В каютах и трюме теснились люди; на палубе негде было яблоку упасть. Возле трубы, из которой валил густой черный дым, тесно прижались друг к другу более полусотни ребятишек. У них больше не было ни дома, ни родителей. Чумазые от сажи и пыли, они выглядели так, будто только что выбрались из кучи угля.

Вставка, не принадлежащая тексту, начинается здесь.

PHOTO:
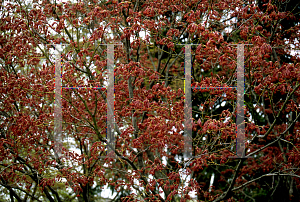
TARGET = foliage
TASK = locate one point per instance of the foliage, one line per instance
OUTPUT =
(149, 100)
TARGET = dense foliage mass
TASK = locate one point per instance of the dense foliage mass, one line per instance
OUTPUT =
(149, 100)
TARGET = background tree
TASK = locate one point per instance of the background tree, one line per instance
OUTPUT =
(149, 100)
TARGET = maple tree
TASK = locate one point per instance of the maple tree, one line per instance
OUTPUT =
(149, 100)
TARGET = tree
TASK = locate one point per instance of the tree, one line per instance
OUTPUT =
(149, 100)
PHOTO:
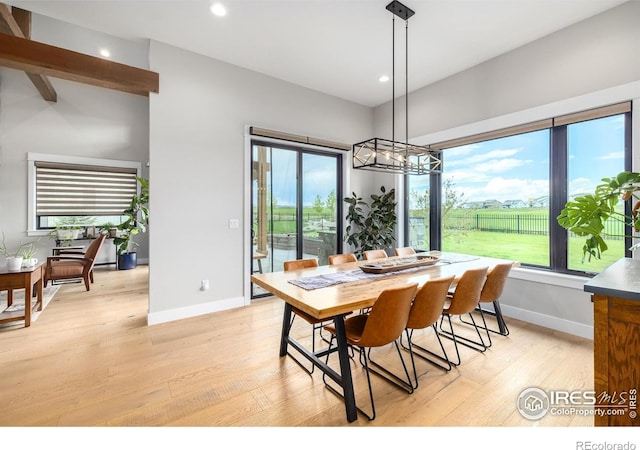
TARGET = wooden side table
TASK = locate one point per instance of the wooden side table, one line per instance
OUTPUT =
(27, 279)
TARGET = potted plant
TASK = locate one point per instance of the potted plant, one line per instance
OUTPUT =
(371, 226)
(14, 258)
(108, 228)
(586, 215)
(136, 221)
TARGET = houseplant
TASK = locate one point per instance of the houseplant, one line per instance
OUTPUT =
(136, 221)
(108, 228)
(586, 215)
(371, 226)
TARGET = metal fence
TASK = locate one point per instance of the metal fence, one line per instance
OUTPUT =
(537, 224)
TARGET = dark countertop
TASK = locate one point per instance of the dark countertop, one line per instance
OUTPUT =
(621, 279)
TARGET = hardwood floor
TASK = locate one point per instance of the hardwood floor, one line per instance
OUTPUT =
(91, 360)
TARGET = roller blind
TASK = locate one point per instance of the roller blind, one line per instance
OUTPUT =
(80, 190)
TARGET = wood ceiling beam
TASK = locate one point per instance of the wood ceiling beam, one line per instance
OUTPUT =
(36, 57)
(17, 22)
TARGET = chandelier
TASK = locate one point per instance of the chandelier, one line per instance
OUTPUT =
(390, 155)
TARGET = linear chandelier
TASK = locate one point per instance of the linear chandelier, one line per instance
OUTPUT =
(390, 155)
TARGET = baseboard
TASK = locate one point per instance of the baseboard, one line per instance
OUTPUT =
(543, 320)
(193, 311)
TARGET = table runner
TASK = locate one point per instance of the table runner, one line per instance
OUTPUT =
(347, 276)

Река, словно разгневанный дракон, стремительно неслась сквозь лес причудливых скал, извиваясь то в одну, то в другую сторону. За одними порогами тут же следовали другие, сбрасывая вниз воды реки. Пароход все время подбрасывало на волнах, и он скорее походил на гусеницу, которая из последних сил борется за жизнь. При каждом гудке пассажиры от испуга переставали дышать, опасаясь, что их настигнет какая-нибудь беда.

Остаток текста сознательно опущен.